This should be such a simple question, but it never is. For some, it comes down to how many kids they can have, whether that means how many rounds of IVF or adoption they can afford, or how many times they can get pregnant before they feel too old. For others, it’s choice alone, or what they can manage. Still others? How much chaos can they handle. Or how big is their want for another child?
Dave and I talk about this a lot, often inspired by people asking us. (We get asked this and many related questions daily!) The truth is, our opinion changes like our threenager’s moods. And that’s saying something! We know two felt incomplete. We felt three wasn’t the whole family. But we also know there’s a limit. We will not have a sports team. We do not have any desire to raise a small army. We need to fit in a car, with Joy. So that set some sanity parameters. And adding Leah? Full house, full car, full hands and hearts at the moment!!!
Being chosen shouldn’t be novel; we have four beautiful children. And yet, every time we got picked, we felt like the luckiest parents in the world. It feels miraculous and impossible.

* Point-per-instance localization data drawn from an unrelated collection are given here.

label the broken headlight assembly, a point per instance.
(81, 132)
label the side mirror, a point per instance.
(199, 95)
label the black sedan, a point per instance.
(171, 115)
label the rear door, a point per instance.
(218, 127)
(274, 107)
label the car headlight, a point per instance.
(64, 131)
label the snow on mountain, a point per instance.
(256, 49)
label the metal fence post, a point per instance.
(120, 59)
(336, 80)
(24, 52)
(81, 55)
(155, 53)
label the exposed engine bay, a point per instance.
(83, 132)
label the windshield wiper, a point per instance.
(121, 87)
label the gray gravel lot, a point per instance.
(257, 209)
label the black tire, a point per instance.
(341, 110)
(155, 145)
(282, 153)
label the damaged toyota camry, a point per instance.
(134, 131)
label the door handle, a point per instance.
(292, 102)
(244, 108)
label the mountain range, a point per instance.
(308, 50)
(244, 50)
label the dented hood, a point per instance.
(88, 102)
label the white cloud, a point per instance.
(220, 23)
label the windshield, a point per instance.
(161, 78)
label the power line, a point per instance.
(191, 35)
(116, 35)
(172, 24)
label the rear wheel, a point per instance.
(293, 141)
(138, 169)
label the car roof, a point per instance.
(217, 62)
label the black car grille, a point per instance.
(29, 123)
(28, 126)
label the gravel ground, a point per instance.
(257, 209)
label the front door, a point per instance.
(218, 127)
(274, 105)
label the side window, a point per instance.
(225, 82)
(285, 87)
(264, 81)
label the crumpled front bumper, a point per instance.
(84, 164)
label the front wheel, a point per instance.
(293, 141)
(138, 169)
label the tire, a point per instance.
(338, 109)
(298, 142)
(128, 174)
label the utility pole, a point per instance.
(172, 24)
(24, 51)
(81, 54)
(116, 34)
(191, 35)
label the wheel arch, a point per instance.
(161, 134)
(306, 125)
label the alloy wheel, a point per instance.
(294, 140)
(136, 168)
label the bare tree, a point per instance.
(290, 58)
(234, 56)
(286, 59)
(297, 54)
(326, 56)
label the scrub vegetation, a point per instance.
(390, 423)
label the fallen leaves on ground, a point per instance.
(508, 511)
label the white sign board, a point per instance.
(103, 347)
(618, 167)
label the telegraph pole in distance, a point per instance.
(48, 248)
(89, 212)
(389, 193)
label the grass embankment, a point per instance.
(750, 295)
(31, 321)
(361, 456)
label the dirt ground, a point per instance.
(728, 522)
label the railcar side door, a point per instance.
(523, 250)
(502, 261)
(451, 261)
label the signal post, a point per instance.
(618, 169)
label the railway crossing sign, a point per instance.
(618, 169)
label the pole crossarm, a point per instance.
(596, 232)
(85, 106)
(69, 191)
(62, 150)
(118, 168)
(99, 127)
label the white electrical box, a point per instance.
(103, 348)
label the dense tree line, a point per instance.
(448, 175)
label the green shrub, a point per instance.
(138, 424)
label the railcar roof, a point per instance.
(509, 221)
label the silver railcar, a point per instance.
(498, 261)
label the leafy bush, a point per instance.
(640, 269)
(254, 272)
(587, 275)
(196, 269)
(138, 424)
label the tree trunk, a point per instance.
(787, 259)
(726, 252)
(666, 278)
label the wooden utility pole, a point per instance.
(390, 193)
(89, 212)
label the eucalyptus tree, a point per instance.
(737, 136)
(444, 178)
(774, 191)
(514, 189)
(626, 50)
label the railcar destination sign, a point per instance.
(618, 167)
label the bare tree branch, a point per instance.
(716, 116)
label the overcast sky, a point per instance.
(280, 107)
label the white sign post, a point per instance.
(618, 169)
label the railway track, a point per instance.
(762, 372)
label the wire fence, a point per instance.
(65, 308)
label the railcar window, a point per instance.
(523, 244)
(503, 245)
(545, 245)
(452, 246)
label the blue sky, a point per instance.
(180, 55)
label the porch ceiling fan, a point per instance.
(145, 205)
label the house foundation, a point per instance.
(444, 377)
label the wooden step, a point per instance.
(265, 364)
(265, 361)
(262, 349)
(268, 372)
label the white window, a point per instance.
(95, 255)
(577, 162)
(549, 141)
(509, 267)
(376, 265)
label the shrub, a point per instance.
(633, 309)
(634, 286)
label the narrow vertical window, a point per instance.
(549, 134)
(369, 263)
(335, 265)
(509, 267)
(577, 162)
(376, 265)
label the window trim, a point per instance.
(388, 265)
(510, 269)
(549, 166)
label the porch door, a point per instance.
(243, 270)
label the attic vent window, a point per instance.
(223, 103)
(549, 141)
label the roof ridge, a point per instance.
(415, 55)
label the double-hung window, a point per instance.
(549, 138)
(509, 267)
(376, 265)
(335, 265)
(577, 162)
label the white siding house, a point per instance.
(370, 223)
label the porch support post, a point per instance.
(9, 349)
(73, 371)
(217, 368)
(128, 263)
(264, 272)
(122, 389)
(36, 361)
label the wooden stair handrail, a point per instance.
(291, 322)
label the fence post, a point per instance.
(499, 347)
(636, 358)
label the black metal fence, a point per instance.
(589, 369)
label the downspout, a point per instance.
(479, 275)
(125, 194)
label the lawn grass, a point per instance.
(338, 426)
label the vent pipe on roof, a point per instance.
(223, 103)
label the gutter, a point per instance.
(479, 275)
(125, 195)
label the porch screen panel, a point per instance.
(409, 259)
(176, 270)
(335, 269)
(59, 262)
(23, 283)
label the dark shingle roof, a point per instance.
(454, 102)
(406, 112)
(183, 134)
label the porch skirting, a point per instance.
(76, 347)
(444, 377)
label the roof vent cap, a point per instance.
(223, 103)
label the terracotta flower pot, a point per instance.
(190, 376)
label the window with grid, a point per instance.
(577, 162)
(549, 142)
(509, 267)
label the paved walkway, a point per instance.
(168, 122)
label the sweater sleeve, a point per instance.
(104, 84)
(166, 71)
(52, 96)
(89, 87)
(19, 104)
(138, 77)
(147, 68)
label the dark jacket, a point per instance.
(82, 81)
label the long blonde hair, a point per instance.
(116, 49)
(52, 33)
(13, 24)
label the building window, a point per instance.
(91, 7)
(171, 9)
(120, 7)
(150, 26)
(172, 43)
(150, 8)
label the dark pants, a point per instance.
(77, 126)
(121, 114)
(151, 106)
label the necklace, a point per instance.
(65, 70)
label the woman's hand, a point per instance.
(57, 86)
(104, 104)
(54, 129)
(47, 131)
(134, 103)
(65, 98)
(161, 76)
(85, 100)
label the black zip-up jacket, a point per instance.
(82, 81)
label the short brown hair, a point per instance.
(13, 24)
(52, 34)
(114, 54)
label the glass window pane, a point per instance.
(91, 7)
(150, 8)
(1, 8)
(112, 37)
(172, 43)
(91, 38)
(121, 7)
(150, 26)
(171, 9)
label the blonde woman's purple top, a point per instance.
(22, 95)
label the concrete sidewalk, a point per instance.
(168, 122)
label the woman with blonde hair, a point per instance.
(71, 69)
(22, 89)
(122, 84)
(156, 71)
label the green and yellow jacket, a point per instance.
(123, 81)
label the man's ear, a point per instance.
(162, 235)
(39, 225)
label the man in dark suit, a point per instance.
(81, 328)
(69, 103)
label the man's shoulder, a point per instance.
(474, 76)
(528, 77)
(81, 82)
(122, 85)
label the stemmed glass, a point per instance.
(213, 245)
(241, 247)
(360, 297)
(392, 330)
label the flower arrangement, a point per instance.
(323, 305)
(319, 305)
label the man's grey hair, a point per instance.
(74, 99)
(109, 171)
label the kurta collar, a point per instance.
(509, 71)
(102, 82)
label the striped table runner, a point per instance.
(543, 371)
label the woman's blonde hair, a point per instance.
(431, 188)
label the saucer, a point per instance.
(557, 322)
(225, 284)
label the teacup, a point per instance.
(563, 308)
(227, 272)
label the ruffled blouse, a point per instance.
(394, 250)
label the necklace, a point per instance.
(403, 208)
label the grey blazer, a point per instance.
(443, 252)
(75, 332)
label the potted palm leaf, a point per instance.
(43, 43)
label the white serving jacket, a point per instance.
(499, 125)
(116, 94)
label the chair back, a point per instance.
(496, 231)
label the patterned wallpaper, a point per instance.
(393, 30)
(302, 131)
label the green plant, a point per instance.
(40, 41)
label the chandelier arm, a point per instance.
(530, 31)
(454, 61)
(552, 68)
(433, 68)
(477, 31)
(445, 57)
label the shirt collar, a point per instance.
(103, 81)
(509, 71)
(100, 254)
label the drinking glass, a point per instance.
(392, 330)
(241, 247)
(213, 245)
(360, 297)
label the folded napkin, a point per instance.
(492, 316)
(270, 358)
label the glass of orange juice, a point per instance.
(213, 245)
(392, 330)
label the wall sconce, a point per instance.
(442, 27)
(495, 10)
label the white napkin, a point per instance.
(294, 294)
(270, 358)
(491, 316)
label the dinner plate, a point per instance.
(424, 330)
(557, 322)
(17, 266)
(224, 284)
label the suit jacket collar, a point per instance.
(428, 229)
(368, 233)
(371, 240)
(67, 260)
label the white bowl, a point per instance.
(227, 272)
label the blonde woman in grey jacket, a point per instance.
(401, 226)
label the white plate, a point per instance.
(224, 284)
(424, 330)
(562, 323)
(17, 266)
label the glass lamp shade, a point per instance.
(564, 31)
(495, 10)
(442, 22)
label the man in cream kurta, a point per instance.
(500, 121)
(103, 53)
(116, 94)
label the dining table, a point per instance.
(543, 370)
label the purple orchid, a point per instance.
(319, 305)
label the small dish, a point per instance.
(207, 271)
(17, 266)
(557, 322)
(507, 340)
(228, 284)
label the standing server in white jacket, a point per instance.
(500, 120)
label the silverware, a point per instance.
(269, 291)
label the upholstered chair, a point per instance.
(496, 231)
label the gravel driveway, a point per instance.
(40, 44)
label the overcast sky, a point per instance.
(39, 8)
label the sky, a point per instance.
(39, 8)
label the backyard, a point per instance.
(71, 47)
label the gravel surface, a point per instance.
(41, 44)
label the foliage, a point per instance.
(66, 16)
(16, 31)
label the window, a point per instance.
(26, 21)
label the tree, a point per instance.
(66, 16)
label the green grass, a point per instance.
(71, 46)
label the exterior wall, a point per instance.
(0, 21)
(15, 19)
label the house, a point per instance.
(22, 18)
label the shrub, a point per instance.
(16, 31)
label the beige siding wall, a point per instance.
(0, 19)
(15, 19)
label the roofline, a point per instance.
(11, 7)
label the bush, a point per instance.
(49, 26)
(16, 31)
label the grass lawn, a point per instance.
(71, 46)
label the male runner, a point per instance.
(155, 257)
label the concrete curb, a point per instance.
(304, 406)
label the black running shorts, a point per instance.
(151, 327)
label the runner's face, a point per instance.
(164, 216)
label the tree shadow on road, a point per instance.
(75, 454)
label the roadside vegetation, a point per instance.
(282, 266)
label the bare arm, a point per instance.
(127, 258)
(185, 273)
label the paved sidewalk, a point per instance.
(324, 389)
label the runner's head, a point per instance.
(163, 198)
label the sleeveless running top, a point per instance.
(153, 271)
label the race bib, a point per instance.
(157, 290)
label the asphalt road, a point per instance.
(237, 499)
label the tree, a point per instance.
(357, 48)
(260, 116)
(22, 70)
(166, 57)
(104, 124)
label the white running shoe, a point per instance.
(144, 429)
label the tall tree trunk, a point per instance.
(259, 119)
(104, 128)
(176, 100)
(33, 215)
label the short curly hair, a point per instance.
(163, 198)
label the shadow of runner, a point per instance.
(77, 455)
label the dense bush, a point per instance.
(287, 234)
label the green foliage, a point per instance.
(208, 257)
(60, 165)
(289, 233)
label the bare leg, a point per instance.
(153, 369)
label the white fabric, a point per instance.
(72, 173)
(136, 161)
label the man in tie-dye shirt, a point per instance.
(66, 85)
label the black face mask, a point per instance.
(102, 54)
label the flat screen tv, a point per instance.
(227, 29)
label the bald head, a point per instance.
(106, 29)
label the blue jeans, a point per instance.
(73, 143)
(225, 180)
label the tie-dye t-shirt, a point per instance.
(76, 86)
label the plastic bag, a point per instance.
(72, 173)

We marvel every day that these birth families consider us worthy of parenting their incredible children. Their trust and our blessings makes it impossible to take parenting for granted.
We do this together, as a big birth-adoptive family. I didn’t think there could be anything more loving than a family with lots of kids; this zigzagging adoption-founded family we have today is beyond my wildest dreams. We reached out to all our birth families to tell them about this potential match, and answer any questions they had before we flew to California. Everyone cheered us on. The support from our entire extended family, and their happiness at our happiness, is unbelievable. Knowing a whole crew of people are as delighted with our kids as we are feels incredible. Our kids are awash in love.
So how many kids do we want? Apparently four right now! I’ve been scrolling through photos of friends with one or two, reflecting on the freedom we’ve abandoned by ballooning into a “big family”, which means three according to almost everyone we know. I wondered for a split second if we’d miss out on adventures or if our kids would resent our choice.
Tess has been to Italy and France though, and the other kids have been all over the country. They love flying and road trips, staring out the window and yelling things like, “a lake!” or “cattle guard!” Our adventures with them are just beginning. Can you picture Remy’s grin strutting around in Europe? Tess and Leah speaking German with Ute, Tess’ birth great grandmother in Austria? Has to happen.
David and I were and are those kids from big families. We each have a solid handful of siblings. As kids, we had a different perspective: he loved it, it drove me mad. As adults, I love being part of a big family. My siblings and his siblings make me laugh, comfort me with unorthodox words when I’m down, and never hesitate to tell me if I’m being an idiot or an ass. I need that – maybe more than most.
Leah’s mom, Amy, asked us why we’ve chosen to adopt so many kids from so many backgrounds. We stammered. I’ve never had a good answer to that, but I should have one. I thought about it that whole night. Here it is: Dave and I found a happy, happy life after some really unhappy years before we knew each other. We have so much love! And not everyone gets to have that. We are raising curious, joyful little people, which is the most fulfilling role of our lives. We love being parents, but more importantly we love raising happy kids who believe in themselves and what the world has to offer.
Our kids already know they have something to share with the world and that we believe in them. They know how to take care of someone who gets hurt, and hug each other with abandon. They take care of each other and have a blast together. They dance spontaneously in public, and sing to people when they feel inspired. Neither Tess nor Remy cares whether they look alike or not, and they seem pretty entertained by their differences, when it comes up.
Our kids have different backgrounds, and don’t look alike. We’re not blind to that at all, but celebrate the little differences. For example, we talk about why Remy needs different shampoo than Tess uses. We also talked about how good-looking both of them are! Their awareness and lack of judgment on that front and so many others makes my heart burst. Of course we wanted more of that!
A special shout out to Kerna, Remy’s mom, who just graduated and got a new job! We are so proud of everything she’s achieved. Also, we’re total nerds and getting a degree as an adult is a big deal. Woot! And best wishes to Amy, as she starts a new life in Oregon.
Are you ready for the best news ever? We signed all the paperwork on Wednesday, and on Thursday at noon we were told we could go home. That’s amazingly fast! We got into San Francisco late Thursday night, and flew home Saturday. We are beyond excited to get home!